「靖国問題」 高橋哲哉 著
[Reading Journal 1st:再掲載]
(初出:2005-06-25)
第三章 宗教の問題ー神社非宗教の陥穽
ここでは、靖国問題と信教の自由について論じている。
まず、はじめに書いてある著者の要約を抜き出しておく。
第三章の「宗教の問題」では、憲法上の政教分離問題の展開を踏まえた上で、靖国信仰と国家神道の確立に「神社非宗教」のカラクリがどのような役割を果たしたのかを検証し、靖国神社の非宗教化は不可能であること、特殊法人化は「神社非宗教」の復活にもつながるきわめて危険な道であること、などを論じる。(抜粋)
まず日本国憲法の政教分離規定である。憲法第20条が載っている。
- 信教の自由は、何人に対してもこれを保障する。いかなる宗教団体も、国から特権を受け。又は政治上の権力を行使してはならない。
- 何人も、宗教上の行為、祝典、儀式又は行事に参加することを強制されない。
- 国及びその機関は、宗教教育その他いかなる宗教活動もしてはならない。
政教分離は、近代国家の原則であるが、日本国憲法は特に厳しい内容であるという。
この規定を普通に読めば、靖国神社に首相が公式に参拝すれば、憲法に抵触するのは明らかであると思う。
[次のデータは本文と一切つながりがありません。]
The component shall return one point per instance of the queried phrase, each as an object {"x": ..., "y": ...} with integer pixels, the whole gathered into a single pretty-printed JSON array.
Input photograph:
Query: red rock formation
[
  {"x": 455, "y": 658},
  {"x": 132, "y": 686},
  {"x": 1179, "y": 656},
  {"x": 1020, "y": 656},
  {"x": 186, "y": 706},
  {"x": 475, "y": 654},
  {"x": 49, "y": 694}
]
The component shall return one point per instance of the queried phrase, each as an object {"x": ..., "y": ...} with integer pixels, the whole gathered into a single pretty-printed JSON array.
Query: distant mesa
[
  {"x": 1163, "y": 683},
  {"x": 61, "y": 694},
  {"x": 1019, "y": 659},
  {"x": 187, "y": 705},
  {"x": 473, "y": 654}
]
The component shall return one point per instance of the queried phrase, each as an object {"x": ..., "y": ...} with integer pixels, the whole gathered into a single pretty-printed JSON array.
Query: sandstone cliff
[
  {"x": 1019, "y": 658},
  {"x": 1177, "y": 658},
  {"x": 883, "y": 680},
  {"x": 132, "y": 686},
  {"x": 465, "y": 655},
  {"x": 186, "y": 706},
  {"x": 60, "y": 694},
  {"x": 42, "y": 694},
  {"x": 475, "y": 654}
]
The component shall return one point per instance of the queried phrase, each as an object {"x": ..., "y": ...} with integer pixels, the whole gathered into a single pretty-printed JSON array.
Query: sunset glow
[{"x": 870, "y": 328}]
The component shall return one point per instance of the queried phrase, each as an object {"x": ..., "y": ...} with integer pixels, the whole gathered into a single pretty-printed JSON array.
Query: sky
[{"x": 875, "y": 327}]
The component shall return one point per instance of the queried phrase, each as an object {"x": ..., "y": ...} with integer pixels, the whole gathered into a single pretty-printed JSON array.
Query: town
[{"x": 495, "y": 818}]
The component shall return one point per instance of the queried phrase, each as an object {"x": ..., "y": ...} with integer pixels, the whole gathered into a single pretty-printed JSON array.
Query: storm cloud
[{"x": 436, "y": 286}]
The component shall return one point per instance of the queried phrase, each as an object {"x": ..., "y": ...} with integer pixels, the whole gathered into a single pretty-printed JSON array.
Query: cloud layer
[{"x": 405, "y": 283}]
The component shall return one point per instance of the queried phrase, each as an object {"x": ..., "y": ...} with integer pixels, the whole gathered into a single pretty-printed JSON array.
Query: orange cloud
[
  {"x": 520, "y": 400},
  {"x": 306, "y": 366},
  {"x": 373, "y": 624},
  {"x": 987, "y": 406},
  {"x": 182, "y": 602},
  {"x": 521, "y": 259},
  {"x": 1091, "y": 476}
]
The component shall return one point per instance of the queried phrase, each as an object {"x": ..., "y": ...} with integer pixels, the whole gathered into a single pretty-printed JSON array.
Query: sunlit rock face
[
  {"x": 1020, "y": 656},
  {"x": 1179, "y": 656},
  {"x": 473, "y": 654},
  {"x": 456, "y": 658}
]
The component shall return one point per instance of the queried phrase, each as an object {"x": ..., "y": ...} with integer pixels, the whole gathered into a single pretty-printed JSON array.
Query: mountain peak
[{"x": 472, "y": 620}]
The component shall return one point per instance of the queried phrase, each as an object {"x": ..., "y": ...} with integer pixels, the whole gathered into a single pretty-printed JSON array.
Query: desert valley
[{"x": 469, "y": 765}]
この本ではさらに、各地での裁判の結果を並べ、「違憲」との判決はあっても「合憲」との判決は一つもないことを指摘している。
憲法に抵触することなく、靖国神社に公式参拝するには、以下の2つの方法が模索されている。それは、
- 憲法の政教分離規定を「改正」する
- 靖国神社を宗教法人でなくする
まず、1については、公式参拝のみを国家儀礼として例外とする案が出ているという。しかし宗教法人である靖国神社のみを例外規定とすること自体が、政教分離の原則そのものを破壊してしまう。
そこで、1を成り立たせるためには、2が必要になってくる。
しかし、2が成立するならば、現憲法下でも政教分離規定にかからないので、1は必要ないのだそうだ。
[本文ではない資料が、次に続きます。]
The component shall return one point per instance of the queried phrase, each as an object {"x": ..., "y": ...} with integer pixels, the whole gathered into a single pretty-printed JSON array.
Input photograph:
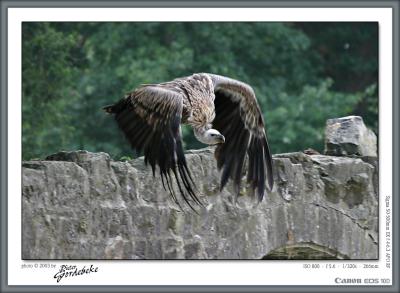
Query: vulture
[{"x": 222, "y": 112}]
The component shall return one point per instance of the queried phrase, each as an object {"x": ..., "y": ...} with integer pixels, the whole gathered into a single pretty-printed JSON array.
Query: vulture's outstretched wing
[
  {"x": 150, "y": 118},
  {"x": 239, "y": 119}
]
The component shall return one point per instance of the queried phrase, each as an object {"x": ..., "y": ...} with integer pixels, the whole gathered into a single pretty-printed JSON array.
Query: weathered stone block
[
  {"x": 91, "y": 207},
  {"x": 349, "y": 136}
]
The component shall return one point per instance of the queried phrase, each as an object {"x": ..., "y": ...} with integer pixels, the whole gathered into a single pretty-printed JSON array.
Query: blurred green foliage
[{"x": 302, "y": 73}]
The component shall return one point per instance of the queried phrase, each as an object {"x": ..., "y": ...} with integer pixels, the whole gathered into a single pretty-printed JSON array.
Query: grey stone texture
[
  {"x": 349, "y": 136},
  {"x": 82, "y": 205}
]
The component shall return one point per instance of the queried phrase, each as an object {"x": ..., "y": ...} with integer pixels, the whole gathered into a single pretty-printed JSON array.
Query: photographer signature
[{"x": 73, "y": 271}]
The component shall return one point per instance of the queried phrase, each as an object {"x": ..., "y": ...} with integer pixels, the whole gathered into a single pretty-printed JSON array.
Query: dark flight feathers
[{"x": 150, "y": 118}]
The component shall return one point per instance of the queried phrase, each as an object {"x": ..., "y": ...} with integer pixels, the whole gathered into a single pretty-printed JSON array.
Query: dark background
[{"x": 302, "y": 73}]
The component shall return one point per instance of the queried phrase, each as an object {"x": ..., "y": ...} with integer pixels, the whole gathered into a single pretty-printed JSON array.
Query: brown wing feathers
[
  {"x": 150, "y": 119},
  {"x": 239, "y": 119}
]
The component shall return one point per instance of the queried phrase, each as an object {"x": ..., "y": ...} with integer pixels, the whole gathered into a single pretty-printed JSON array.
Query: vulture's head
[{"x": 210, "y": 136}]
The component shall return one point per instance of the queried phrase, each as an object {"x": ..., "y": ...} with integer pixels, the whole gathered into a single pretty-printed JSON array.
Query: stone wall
[{"x": 82, "y": 205}]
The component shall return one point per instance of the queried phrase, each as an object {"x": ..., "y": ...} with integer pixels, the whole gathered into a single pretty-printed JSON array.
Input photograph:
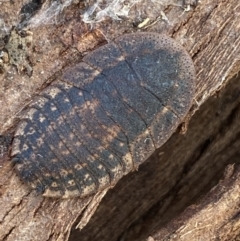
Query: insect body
[{"x": 104, "y": 116}]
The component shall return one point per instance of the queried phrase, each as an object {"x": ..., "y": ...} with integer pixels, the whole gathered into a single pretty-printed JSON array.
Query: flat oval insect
[{"x": 104, "y": 116}]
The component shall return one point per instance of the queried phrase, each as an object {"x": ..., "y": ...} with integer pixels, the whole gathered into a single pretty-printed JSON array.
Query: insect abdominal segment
[{"x": 104, "y": 116}]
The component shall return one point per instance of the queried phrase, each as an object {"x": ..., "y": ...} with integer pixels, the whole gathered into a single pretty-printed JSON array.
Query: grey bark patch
[{"x": 104, "y": 116}]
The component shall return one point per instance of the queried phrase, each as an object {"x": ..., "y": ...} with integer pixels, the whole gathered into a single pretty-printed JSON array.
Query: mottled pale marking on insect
[{"x": 104, "y": 116}]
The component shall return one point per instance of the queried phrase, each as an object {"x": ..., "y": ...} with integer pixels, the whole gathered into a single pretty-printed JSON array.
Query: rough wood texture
[{"x": 186, "y": 167}]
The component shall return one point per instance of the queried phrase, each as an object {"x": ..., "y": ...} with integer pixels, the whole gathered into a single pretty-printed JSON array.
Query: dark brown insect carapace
[{"x": 104, "y": 116}]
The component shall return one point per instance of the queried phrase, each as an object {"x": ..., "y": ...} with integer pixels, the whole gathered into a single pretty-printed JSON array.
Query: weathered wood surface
[{"x": 186, "y": 167}]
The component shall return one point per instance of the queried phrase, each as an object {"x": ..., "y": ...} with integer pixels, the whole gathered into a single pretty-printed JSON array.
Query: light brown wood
[{"x": 186, "y": 167}]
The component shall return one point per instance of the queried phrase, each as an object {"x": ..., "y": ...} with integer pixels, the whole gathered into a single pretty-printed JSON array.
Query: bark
[{"x": 143, "y": 203}]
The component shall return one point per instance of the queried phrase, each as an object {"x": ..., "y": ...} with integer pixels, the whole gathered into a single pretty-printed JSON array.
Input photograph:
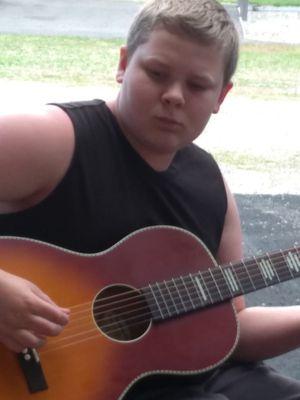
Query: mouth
[{"x": 167, "y": 121}]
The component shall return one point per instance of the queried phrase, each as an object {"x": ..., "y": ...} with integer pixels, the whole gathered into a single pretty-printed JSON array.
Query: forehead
[{"x": 177, "y": 49}]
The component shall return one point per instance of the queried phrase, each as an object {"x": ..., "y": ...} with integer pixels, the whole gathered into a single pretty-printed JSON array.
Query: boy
[{"x": 110, "y": 169}]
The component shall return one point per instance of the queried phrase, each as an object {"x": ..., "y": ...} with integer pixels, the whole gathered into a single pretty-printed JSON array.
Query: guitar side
[{"x": 83, "y": 362}]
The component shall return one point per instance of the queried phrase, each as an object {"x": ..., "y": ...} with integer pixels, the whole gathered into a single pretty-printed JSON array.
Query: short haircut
[{"x": 205, "y": 21}]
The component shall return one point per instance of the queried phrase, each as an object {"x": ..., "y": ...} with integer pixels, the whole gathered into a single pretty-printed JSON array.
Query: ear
[
  {"x": 122, "y": 64},
  {"x": 222, "y": 96}
]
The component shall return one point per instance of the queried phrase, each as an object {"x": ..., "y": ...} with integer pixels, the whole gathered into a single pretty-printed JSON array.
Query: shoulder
[{"x": 36, "y": 147}]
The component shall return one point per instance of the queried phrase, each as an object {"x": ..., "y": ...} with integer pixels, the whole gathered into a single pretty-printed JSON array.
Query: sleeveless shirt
[{"x": 109, "y": 191}]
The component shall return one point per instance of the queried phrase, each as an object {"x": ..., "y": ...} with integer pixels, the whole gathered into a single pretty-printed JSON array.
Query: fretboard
[{"x": 187, "y": 293}]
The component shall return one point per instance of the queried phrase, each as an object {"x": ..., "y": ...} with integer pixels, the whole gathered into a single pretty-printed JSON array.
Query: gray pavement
[
  {"x": 111, "y": 18},
  {"x": 270, "y": 221}
]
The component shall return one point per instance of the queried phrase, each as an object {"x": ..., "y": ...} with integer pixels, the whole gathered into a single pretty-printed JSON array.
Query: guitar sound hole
[{"x": 121, "y": 313}]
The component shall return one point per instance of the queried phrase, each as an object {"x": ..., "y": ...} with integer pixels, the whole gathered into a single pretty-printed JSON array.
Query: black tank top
[{"x": 109, "y": 191}]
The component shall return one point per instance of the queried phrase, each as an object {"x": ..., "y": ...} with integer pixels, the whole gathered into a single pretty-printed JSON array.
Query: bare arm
[
  {"x": 264, "y": 331},
  {"x": 35, "y": 152}
]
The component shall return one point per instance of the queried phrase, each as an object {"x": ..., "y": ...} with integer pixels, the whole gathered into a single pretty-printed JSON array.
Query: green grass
[
  {"x": 265, "y": 71},
  {"x": 254, "y": 163},
  {"x": 75, "y": 61},
  {"x": 274, "y": 3},
  {"x": 269, "y": 71}
]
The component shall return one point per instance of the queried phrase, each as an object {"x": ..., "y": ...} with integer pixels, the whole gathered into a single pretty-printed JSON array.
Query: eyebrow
[{"x": 205, "y": 77}]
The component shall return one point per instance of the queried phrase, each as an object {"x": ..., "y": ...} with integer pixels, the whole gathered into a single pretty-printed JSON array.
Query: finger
[
  {"x": 43, "y": 327},
  {"x": 50, "y": 311},
  {"x": 37, "y": 291},
  {"x": 28, "y": 339}
]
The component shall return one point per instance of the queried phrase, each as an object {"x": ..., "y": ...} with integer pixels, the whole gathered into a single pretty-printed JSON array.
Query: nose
[{"x": 173, "y": 95}]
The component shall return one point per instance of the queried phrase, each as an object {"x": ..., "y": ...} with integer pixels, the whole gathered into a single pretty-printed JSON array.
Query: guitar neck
[{"x": 187, "y": 293}]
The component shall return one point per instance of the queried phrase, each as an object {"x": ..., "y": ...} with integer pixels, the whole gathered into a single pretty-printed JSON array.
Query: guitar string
[
  {"x": 177, "y": 289},
  {"x": 133, "y": 318},
  {"x": 208, "y": 280},
  {"x": 234, "y": 267}
]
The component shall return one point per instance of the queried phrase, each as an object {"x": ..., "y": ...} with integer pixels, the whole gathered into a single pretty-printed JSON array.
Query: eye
[
  {"x": 155, "y": 74},
  {"x": 196, "y": 86}
]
実際に、靖国神社を宗教法人ではく特殊法人にする試みが、過去に大々的に行われた。(靖国神社国家護持法案)
しかし、これは所詮不可能なことであると、著者は言う。
靖国神社が靖国神社であるためには「英霊顕彰」の活動を止めるわけにはいかない。だがそうである以上、それはどんなに強弁しても宗教性を否定することはできないのである。
・・・・・・中略・・・・・・
要するに、靖国神社を憲法に違反せずに国営化するがめに非宗教化しようとすれば、それはもはや靖国神社でなくたってしまうのである。(抜粋)
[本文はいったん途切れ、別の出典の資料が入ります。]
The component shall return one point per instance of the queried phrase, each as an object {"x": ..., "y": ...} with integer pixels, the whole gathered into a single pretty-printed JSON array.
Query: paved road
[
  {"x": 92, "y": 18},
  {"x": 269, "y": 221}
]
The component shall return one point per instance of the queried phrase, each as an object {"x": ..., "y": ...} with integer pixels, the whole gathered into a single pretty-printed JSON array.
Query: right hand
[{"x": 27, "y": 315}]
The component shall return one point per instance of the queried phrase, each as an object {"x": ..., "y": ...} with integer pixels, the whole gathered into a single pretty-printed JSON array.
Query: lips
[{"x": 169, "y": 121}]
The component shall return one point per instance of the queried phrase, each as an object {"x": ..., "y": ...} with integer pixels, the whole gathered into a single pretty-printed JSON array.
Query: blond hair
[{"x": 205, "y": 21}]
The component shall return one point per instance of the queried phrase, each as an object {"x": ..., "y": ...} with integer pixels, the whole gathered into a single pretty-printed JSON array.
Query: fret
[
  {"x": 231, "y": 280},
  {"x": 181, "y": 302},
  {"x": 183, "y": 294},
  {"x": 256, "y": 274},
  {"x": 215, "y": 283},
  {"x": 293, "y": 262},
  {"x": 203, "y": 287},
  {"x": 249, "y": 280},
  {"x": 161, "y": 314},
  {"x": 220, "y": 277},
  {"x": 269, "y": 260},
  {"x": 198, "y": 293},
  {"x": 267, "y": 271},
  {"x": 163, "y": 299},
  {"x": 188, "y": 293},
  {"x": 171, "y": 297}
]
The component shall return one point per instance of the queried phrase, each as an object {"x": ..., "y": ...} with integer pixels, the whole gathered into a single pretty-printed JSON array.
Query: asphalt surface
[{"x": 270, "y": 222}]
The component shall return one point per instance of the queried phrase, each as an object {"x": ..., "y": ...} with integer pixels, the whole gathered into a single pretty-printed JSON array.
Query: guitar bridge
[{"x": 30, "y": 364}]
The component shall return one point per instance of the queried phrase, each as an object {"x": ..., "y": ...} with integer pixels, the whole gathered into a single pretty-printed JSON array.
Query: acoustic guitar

もちろんそのようなことは、靖国神社側も受け入れられるわけはないのである。
ここから、靖国神社の非宗教化の背景にある戦前・戦後の「祭教分離」の話に移る。
(この辺の歴史的な話は、まるで知らなかった。)
神社を事実上の国教化するために、明治政府は「祭教分離」という政策とった。
「祭教分離」とは、神社神道を「国家の祭祀」とし、仏教、キリスト教、教派神道等 の「宗教」から区別することをいう。・・・・中略・・・・仏教はキリスト教を「宗教」と認めて一定の「信仰の自由」を与える。(大日本帝国憲法大二八条 「日本臣民は安寧秩序を妨げず及び臣民たる義務に背かざる限に於いて信教の自由を有す。」)他方、神社神道は「国家の祭祀」であるから、どんな「宗教」を 信ずる者も日本国民であるかぎりその下にあり、その祭祀儀式を受け入れなければならない。(抜粋)
このカラクリにより、仏教界やキリスト教界も矛盾なく神道を援護するようになっていった。
著者は、靖国神社の非宗教化は危険な道であると警告している。